Stories unite us. We have seen this showcased over and over as we have been collecting stories from our partner agencies, volunteers, and donors. You can find all the stories we have collected so far by clicking here.
The United Way of Wyandotte County staff has specific stories that have given them a boost of inspiration. Check out who inspired Chrissy, Gina, and Todd– and stay tuned for more soon!

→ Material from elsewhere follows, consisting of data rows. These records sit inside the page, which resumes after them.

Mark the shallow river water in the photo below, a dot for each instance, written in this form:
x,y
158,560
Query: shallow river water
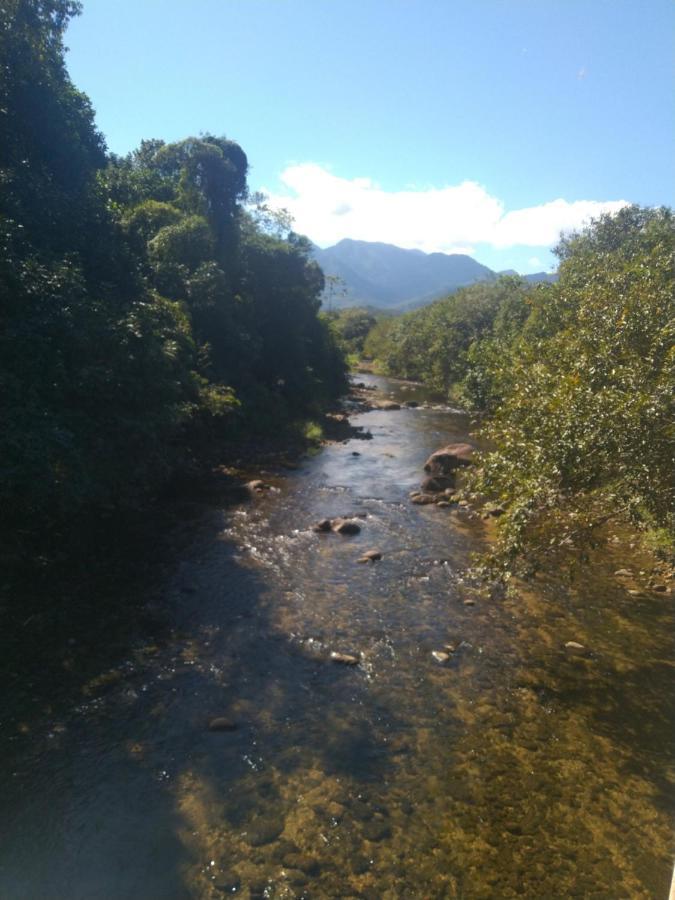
x,y
512,770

“Richard’s story really speaks to me. My passion is working with older adult volunteers and I feel strongly that each and every person has a gift to share. Volunteering can be a very restorative activity for both the volunteer and the person receiving help. Losing a spouse is very difficult and so is losing one’s mobility and health. Richard did something beautiful. He took a difficult period in his life and channeled it into a healing experience by helping others who are experiencing a challenge in their lives. Cancer Action and volunteers like Richard help those battling cancer know they are not in it alone. That is truly the essence of what volunteering in the community means. People really care and want to help so that no one bares the weight of hardships all on their own.” – Chrissy
“Because each of our ‘united stories’ are so personal it’s almost impossible to choose a ‘favorite’, but I do feel especially close to the story of Manuala Arambula of Bethel Neighborhood Center. Every child deserves to be loved, cared for, and to feel safe. Manuala found all of those things at Bethel Neighborhood Center, and not just once. They continue to be a loving support system for her and let her know she will never be alone. What a testament for all of us. Take care of our children and your neighborhoods will thrive, for they are our most precious resource. Bethel Neighborhood Center does it right.” -Gina
“Ngi’s story is part of the reason why I get up and come to work every day at United Way. Hearing a young woman like Ngi aspiring to become a scientist warms my heart. The lack of students in America dedicated to science (and the STEM fields in general) is troubling not only for the country but for the advancement of discovery. Furthermore, the well-documented gender biases in science will take a myriad of efforts to resolve, but the continued commitment to the field from women like Ngi is an essential part of the solution.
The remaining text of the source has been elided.